Over the years, they have executed countless tests on land and in space, learning things like the optimal water droplet size required to get to the core of a fire in a zerogravity environment, as well as the delivery mechanism most capable of withstanding launch loads, operating in multiple orientations, and holding pressure in space for up to 15 years. One of their experiments was aboard the ill-fated Columbia shuttle that disintegrated on re-entry in February 2003.
The end product of these studies was a water-mist fire extinguisher that expels water droplets measuring just 20-30 microns each—less than 30 percent the width of a human hair. The new PFE generates a potent mist that extinguishes fires as effectively as traditional agents such as halon and CO2.

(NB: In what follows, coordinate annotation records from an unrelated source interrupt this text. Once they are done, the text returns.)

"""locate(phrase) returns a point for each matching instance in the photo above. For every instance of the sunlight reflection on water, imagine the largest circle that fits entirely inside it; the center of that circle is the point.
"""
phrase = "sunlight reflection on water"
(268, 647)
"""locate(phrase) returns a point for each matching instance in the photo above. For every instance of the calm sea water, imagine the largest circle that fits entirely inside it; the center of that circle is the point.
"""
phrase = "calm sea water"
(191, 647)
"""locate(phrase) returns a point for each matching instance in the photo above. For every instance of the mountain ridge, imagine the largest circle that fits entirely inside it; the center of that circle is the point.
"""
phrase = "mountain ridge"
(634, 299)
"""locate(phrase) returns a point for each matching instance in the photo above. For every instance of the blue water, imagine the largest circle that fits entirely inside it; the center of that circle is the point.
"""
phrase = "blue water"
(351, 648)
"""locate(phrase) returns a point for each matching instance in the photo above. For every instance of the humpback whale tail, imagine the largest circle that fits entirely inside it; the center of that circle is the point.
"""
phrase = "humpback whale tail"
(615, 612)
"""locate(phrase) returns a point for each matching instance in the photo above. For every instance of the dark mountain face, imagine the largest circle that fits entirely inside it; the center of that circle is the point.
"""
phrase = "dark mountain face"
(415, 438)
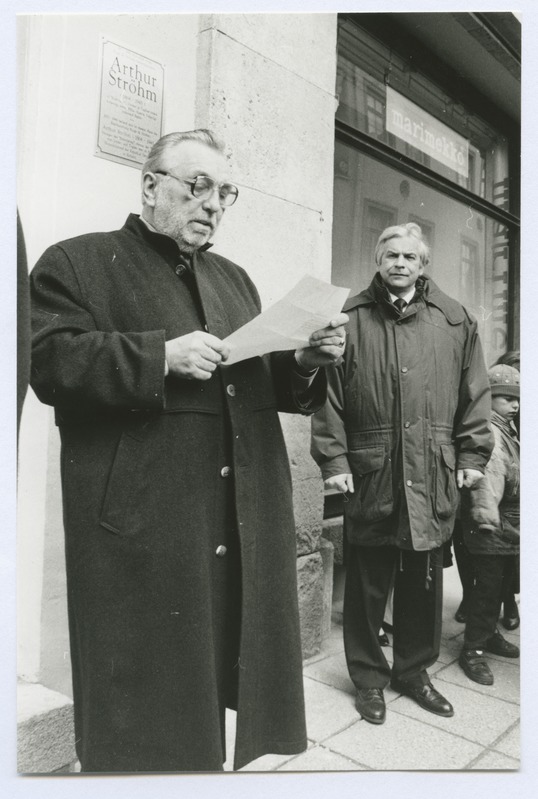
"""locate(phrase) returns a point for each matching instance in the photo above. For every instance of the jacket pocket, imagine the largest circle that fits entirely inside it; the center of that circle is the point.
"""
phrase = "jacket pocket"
(446, 490)
(372, 475)
(122, 507)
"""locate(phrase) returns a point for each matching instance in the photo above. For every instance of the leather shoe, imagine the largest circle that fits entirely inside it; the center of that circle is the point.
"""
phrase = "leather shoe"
(461, 613)
(510, 619)
(370, 703)
(475, 666)
(426, 696)
(500, 646)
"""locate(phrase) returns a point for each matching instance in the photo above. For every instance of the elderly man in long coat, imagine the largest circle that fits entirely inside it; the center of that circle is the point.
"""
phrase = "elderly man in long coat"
(406, 422)
(180, 538)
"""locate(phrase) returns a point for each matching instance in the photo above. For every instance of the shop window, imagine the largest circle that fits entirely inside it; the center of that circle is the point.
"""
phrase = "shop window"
(376, 218)
(368, 70)
(469, 249)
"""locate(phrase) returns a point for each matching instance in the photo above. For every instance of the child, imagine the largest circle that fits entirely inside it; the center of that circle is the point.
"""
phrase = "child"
(491, 530)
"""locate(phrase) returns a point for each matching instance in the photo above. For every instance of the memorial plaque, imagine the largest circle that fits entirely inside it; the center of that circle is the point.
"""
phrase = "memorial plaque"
(130, 104)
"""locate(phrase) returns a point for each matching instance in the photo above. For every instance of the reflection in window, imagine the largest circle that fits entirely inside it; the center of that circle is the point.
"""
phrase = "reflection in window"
(469, 269)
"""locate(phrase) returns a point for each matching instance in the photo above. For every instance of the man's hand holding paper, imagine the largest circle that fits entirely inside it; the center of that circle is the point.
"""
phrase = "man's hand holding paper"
(299, 321)
(325, 345)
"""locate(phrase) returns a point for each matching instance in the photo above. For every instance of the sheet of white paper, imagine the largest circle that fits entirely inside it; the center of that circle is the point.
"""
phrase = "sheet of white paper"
(289, 323)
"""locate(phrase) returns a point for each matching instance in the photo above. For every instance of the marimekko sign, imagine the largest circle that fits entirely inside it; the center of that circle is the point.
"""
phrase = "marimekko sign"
(130, 104)
(423, 131)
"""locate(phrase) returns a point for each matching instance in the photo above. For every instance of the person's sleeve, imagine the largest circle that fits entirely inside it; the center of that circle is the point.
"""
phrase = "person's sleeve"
(329, 441)
(296, 393)
(486, 495)
(472, 429)
(79, 367)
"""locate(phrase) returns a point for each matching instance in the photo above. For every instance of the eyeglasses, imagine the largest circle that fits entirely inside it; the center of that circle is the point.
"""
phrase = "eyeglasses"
(203, 187)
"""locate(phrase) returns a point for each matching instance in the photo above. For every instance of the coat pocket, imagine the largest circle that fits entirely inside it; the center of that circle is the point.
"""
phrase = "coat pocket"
(446, 490)
(372, 474)
(122, 507)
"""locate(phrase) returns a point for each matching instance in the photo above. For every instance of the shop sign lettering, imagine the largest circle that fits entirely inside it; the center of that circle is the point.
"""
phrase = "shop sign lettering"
(421, 130)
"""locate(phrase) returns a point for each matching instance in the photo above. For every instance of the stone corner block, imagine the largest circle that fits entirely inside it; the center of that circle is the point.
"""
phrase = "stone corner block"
(333, 531)
(45, 730)
(310, 591)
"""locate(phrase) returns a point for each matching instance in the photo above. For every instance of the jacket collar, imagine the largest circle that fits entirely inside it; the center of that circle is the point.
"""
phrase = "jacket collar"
(164, 245)
(426, 289)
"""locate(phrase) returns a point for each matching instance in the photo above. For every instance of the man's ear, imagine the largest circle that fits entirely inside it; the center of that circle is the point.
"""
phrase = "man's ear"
(149, 184)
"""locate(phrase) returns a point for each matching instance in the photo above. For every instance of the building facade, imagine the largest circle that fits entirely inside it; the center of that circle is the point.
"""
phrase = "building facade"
(337, 126)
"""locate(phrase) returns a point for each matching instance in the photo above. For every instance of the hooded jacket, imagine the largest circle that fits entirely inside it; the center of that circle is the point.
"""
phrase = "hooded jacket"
(491, 509)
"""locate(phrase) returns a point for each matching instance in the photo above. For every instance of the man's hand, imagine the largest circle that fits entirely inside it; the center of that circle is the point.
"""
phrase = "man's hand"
(195, 356)
(342, 482)
(325, 346)
(468, 477)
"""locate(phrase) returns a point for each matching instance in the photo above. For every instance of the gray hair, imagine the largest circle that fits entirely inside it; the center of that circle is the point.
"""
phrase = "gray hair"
(401, 231)
(165, 143)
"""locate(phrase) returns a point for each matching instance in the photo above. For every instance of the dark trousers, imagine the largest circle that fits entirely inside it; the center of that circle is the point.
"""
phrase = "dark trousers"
(416, 614)
(463, 561)
(484, 601)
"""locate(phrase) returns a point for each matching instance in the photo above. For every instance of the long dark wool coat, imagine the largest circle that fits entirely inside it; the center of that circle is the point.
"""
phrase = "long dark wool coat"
(158, 475)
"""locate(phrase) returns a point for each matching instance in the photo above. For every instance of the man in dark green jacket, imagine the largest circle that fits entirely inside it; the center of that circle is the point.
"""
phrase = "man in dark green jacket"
(405, 425)
(181, 567)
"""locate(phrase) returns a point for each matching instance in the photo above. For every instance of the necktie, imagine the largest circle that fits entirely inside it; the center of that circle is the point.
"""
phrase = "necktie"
(183, 266)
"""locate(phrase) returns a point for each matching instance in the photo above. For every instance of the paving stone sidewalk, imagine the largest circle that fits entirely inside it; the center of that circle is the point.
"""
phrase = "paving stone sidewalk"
(483, 734)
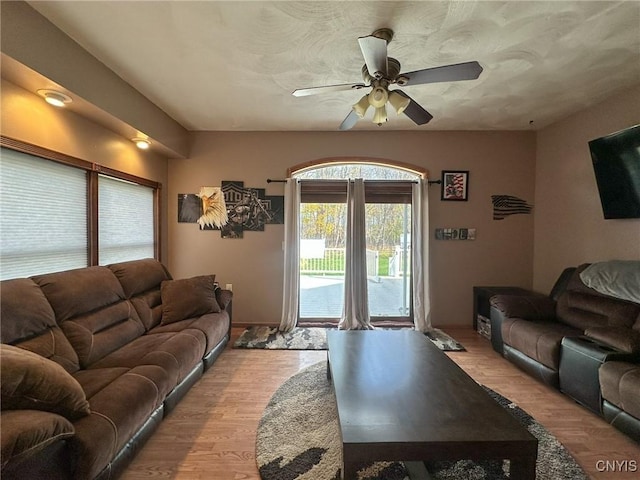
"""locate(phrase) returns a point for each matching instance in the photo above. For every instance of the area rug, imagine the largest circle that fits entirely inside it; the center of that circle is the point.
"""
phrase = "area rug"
(298, 438)
(315, 338)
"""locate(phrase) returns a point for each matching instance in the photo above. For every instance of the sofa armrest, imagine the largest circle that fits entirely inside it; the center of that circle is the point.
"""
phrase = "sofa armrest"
(527, 307)
(28, 433)
(623, 339)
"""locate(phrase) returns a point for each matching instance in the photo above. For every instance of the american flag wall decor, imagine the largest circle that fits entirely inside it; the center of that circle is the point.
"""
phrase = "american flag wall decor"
(505, 205)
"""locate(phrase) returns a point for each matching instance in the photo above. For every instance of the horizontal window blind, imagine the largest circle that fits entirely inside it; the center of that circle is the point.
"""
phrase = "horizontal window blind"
(43, 216)
(125, 221)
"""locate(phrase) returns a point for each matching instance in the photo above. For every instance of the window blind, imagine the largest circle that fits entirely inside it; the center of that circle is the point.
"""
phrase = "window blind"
(43, 216)
(125, 221)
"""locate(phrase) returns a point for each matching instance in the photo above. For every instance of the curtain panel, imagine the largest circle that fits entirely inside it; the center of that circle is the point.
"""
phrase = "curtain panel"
(420, 256)
(291, 284)
(355, 314)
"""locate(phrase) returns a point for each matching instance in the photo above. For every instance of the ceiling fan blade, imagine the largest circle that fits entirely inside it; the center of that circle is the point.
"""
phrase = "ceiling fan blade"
(374, 51)
(303, 92)
(447, 73)
(349, 122)
(414, 111)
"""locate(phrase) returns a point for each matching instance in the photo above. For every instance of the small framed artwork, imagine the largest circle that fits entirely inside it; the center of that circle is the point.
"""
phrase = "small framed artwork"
(455, 185)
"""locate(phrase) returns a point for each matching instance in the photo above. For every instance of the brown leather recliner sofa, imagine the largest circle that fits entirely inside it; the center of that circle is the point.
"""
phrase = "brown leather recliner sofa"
(94, 358)
(583, 340)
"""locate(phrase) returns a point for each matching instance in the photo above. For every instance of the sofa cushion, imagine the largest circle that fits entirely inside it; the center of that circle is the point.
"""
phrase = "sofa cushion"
(76, 292)
(617, 278)
(28, 320)
(148, 305)
(24, 310)
(620, 385)
(166, 359)
(187, 298)
(97, 334)
(26, 432)
(214, 326)
(139, 276)
(32, 382)
(91, 309)
(537, 340)
(583, 308)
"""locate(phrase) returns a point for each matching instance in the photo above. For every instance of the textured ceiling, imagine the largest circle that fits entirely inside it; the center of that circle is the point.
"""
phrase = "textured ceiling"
(232, 65)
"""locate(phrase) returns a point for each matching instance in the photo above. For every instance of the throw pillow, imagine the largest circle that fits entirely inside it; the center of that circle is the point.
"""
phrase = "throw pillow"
(188, 298)
(32, 382)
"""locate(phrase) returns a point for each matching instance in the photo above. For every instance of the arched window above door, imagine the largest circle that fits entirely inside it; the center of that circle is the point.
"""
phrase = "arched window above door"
(367, 168)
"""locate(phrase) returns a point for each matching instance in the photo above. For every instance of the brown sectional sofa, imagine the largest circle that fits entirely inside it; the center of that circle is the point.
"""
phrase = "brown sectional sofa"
(579, 340)
(94, 358)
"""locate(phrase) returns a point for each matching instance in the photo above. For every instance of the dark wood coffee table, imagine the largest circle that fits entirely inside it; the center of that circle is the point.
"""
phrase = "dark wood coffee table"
(400, 398)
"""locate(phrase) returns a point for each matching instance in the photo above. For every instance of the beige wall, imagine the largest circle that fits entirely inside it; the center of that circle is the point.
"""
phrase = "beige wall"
(499, 162)
(26, 117)
(570, 228)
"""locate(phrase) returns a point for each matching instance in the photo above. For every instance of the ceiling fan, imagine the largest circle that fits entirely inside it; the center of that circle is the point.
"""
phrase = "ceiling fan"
(381, 71)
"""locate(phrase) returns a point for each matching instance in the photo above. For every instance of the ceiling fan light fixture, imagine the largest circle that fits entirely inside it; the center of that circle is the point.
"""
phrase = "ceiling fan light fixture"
(52, 97)
(141, 143)
(380, 116)
(398, 102)
(361, 107)
(378, 97)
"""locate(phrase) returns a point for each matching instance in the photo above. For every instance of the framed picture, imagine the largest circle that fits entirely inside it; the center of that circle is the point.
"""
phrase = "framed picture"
(455, 185)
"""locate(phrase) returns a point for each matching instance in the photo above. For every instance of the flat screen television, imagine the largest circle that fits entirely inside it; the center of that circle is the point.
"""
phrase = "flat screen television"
(616, 163)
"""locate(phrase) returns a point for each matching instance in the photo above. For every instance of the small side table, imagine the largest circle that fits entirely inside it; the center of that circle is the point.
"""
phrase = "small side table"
(481, 297)
(580, 359)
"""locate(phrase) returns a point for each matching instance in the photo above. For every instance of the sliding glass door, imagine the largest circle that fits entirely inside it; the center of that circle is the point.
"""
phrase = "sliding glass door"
(388, 250)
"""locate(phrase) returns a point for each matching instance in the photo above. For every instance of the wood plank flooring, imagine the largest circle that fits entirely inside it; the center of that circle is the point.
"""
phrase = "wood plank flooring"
(211, 433)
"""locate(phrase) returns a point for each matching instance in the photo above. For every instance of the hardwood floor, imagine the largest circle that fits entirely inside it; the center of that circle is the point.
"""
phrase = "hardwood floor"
(211, 433)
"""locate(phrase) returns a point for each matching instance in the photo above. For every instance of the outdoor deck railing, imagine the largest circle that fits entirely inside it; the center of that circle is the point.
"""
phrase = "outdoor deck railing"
(333, 263)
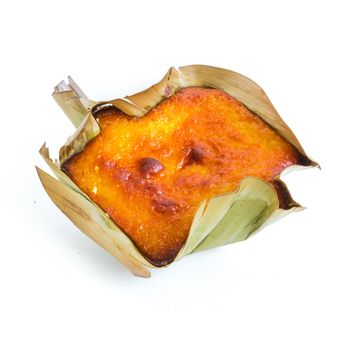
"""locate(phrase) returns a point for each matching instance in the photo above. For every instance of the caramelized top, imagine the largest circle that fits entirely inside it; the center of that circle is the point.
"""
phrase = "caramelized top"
(151, 173)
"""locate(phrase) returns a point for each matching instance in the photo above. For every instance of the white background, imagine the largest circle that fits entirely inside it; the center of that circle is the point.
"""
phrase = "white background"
(285, 288)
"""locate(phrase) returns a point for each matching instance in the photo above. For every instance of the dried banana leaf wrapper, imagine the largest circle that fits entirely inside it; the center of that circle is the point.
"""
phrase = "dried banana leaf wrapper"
(221, 220)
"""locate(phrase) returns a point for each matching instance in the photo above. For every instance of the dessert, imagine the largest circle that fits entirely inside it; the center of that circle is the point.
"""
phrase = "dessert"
(194, 145)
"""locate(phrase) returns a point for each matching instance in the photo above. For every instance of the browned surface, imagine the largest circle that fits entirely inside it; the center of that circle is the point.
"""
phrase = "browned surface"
(150, 174)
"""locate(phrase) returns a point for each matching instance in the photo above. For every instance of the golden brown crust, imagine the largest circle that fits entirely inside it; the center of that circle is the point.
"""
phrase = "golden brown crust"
(150, 174)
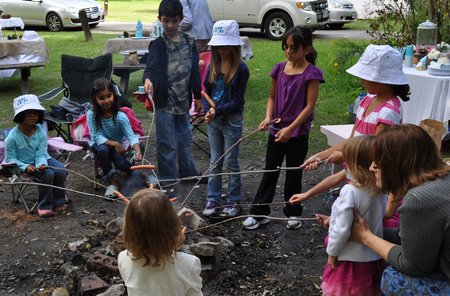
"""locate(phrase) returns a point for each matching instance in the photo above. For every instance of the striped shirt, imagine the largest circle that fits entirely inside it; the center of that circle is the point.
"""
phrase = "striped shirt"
(389, 113)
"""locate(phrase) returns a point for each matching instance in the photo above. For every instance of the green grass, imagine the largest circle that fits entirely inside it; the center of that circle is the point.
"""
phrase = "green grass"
(130, 11)
(339, 90)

On December 6, 2015, the team sent their first two water-mist PFEs to the ISS. Seven more will follow in the months ahead, and in September 2016, Abbud-Madrid will travel to Vienna to share his team’s findings at the 16th International Water Mist Association conference.
“Water mist technology is more advanced in Europe than it is here in the United States,” he says. “It’s already being used in libraries, museums, computer rooms, and hospitals across Europe, as well as at our own National Gallery of Art in Washington, D.C.” Abbud-Madrid believes that over time, water-mist systems will become increasingly common, and he hopes that the work he and his colleagues have done will promote the technology’s spread.
The journey has been long, Abbud-Madrid concedes, but well worth it. “After the Columbia disaster in 2003, we dedicated our efforts to honoring the legacy of those who lost their lives conducting research for us and others. It’s gratifying to see their work, and ours, come to fruition.”